Pre-merge filtering — read only what you need
If the files are large and you only need a slice:
pandas with usecols + chunked filter:
files = glob.glob("prices_*.csv")
frames = []
for f in files:
df = pd.read_csv(f, usecols=["Date", "Ticker", "Close"])
frames.append(df[df["Ticker"] == "AAPL"])
merged = pd.concat(frames, ignore_index=True)
polars with scan_csv (does the same thing automatically via pushdown):
merged = (
pl.scan_csv("prices_*.csv")
.filter(pl.col("Ticker") == "AAPL")
.select(["Date", "Ticker", "Close"])
.collect()
)
For the same outcome, the Polars version reads less data from disk — the filter pushes into the reader. Useful when “all your CSVs together” is 100 GB and what you actually want is 200 MB.
Different schemas per file
pl.concat and pd.concat both default to “all columns must match”. For frames with different column sets you have two flavors:
how="diagonal"(polars) — union of all columns; missing values become null per file.how="vertical_relaxed"(polars) — same as diagonal but also coerces type mismatches.pd.concat(pandas) — defaults to outer-join behavior; missing columns become NaN. Passjoin="inner"to keep only shared columns.
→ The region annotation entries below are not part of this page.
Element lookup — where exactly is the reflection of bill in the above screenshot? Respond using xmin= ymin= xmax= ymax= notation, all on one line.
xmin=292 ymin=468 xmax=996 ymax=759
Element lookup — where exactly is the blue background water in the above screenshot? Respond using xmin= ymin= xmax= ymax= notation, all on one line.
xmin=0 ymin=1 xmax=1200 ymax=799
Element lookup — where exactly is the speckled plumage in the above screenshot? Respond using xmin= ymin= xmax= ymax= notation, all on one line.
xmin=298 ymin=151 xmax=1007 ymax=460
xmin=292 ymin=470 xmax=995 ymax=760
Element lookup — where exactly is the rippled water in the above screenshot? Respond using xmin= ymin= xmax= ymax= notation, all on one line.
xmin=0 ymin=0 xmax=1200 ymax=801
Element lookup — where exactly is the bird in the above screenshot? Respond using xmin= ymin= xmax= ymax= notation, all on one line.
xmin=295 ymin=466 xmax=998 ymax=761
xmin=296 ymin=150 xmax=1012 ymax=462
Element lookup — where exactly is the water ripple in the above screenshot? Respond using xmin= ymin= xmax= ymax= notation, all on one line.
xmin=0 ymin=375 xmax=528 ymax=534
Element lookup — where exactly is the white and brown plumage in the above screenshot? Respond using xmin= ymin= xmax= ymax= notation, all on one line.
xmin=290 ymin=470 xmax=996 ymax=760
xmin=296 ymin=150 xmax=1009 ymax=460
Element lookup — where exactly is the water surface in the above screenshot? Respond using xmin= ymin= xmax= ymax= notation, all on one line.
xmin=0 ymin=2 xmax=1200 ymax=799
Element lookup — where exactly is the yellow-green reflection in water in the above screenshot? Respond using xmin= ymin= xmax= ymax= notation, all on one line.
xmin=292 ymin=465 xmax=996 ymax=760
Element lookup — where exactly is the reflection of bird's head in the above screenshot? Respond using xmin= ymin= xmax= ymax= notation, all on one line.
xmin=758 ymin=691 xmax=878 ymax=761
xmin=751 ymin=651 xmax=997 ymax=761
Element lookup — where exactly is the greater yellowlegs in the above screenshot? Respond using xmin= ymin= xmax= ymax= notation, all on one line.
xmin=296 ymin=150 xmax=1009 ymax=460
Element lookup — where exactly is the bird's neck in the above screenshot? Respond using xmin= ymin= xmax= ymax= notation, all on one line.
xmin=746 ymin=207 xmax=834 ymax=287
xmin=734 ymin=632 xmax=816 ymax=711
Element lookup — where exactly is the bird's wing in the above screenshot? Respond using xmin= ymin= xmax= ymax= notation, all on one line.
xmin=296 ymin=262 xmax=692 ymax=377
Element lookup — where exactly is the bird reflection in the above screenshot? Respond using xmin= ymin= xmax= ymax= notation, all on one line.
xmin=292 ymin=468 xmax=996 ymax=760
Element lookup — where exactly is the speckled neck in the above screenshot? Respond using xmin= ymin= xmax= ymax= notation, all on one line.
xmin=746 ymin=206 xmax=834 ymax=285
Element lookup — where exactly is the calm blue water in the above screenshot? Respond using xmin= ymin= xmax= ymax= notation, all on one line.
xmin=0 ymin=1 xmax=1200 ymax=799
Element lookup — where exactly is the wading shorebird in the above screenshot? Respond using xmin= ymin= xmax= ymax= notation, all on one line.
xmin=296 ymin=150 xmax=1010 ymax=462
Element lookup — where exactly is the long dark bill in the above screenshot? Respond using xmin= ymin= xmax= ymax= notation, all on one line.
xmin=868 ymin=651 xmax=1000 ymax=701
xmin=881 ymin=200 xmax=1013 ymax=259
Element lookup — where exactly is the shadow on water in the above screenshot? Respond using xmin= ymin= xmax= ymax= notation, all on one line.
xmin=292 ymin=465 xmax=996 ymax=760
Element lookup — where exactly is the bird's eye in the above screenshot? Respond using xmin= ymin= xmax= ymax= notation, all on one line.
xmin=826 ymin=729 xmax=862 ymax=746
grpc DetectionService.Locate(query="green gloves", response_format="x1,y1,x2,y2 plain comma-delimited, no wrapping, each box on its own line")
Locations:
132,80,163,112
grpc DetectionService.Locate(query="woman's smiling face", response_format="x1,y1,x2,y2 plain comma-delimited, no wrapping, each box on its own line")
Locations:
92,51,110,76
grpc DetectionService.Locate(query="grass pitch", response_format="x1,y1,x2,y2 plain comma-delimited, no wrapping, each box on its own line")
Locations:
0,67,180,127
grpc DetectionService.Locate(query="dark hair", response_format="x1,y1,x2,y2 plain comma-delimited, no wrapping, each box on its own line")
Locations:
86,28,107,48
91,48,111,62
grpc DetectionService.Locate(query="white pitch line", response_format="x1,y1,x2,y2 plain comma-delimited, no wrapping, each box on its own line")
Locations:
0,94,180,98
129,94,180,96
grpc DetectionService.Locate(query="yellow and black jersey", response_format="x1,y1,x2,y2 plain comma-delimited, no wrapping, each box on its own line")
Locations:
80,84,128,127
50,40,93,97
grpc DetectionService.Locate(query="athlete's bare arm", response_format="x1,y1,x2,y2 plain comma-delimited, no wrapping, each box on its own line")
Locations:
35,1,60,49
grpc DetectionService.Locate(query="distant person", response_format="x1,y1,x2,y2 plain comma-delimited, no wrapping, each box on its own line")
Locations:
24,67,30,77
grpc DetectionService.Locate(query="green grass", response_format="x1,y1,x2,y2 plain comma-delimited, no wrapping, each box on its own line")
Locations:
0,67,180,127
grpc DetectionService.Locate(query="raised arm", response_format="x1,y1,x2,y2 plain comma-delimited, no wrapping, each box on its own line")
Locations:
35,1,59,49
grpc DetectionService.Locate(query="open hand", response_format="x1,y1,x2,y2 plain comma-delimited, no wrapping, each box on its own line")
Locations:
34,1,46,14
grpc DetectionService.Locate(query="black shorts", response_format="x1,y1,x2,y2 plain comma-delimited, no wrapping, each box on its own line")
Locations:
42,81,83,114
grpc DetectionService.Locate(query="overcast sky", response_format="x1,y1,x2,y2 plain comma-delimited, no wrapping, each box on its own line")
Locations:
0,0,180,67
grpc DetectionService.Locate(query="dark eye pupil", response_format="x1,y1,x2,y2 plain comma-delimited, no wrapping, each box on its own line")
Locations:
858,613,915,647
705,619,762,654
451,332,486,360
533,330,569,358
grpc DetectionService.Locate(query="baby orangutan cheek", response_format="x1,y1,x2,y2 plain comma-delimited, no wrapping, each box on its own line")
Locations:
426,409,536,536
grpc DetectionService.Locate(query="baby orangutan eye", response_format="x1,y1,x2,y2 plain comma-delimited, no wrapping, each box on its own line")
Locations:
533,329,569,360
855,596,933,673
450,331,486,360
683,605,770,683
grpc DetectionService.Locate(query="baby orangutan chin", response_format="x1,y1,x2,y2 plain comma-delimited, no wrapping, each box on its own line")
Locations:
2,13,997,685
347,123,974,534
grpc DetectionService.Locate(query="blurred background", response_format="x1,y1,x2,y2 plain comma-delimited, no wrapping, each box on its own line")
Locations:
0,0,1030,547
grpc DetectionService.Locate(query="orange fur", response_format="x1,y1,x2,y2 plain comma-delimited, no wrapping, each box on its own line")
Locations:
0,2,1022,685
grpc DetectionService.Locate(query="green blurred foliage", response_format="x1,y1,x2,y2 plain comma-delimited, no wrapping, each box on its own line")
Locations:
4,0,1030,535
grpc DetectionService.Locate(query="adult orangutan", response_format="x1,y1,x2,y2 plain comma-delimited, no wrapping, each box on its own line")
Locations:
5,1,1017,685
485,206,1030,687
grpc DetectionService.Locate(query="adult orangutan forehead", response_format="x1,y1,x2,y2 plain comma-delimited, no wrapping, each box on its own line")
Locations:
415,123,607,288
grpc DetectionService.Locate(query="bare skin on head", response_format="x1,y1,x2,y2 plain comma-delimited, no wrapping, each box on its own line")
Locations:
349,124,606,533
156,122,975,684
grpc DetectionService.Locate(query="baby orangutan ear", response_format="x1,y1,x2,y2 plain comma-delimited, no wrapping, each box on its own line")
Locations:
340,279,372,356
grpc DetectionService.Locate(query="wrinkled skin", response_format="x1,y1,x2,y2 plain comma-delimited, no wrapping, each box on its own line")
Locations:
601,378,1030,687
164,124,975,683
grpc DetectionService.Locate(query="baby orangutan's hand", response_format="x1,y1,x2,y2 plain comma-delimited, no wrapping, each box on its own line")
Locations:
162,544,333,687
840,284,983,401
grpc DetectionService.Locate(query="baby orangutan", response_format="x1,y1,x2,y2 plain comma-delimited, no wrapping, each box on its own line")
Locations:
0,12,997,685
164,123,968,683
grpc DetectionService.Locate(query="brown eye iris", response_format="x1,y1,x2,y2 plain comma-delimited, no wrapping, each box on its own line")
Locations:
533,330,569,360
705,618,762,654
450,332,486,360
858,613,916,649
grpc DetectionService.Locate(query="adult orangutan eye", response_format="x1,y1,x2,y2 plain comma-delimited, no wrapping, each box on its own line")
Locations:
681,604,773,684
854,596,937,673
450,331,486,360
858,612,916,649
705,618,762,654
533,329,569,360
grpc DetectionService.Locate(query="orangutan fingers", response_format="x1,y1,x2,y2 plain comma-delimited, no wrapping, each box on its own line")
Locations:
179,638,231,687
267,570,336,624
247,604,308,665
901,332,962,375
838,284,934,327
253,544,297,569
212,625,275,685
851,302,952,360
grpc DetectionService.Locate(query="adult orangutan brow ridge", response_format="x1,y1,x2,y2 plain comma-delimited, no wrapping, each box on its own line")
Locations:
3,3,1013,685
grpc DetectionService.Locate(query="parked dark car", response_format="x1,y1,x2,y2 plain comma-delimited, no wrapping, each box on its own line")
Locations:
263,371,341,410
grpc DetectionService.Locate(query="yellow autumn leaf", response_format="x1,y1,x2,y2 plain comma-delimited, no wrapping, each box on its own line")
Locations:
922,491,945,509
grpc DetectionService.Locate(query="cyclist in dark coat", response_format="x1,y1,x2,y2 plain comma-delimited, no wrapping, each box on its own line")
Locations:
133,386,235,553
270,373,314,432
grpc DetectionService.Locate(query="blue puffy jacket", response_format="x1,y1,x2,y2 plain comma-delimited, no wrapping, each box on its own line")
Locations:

For the broker-export scenario where each statement might have a slightly different column set, pl.concat(frames, how="diagonal") is the version you want.
Common stumbles
Header repeated as a data row. You concatenated CSVs by piping cat *.csv > merged.csv and lost track of headers. Always use a library that knows about CSV headers; never cat your way to a merge.
Index column appears as Unnamed: 0. A previous tool wrote out a CSV with df.to_csv(path) instead of df.to_csv(path, index=False). Strip on read: pd.read_csv(f, index_col=0) or pl.read_csv(f).drop("").
Memory error on a folder of large CSVs. Switch to pl.scan_csv(...).sink_parquet("out.parquet") — streams without ever materializing the full frame.
Row order matters and glob.glob returns them in OS order. Wrap with sorted(). On macOS glob is usually sorted; on Linux ext4 it’s not.
Encoding error mid-merge. Some files are UTF-8, some are latin-1. Specify per file: pd.read_csv(f, encoding="latin-1"). Or convert everything to UTF-8 once with a separate script before merging.
Recap
Three CSVs of the same schema merge in one or two lines with any modern library. pd.concat for the pandas-default path. pl.concat for ~5× speed and lower memory. pl.scan_csv("*.csv").collect() for the one-line glob that’s lazy by default and lets you filter before materializing. The plain csv module is the last-resort no-dependency path. Always sanity-check the row count after merging, and watch for schema drift — write the merged frame as parquet so future reloads come back type-correct.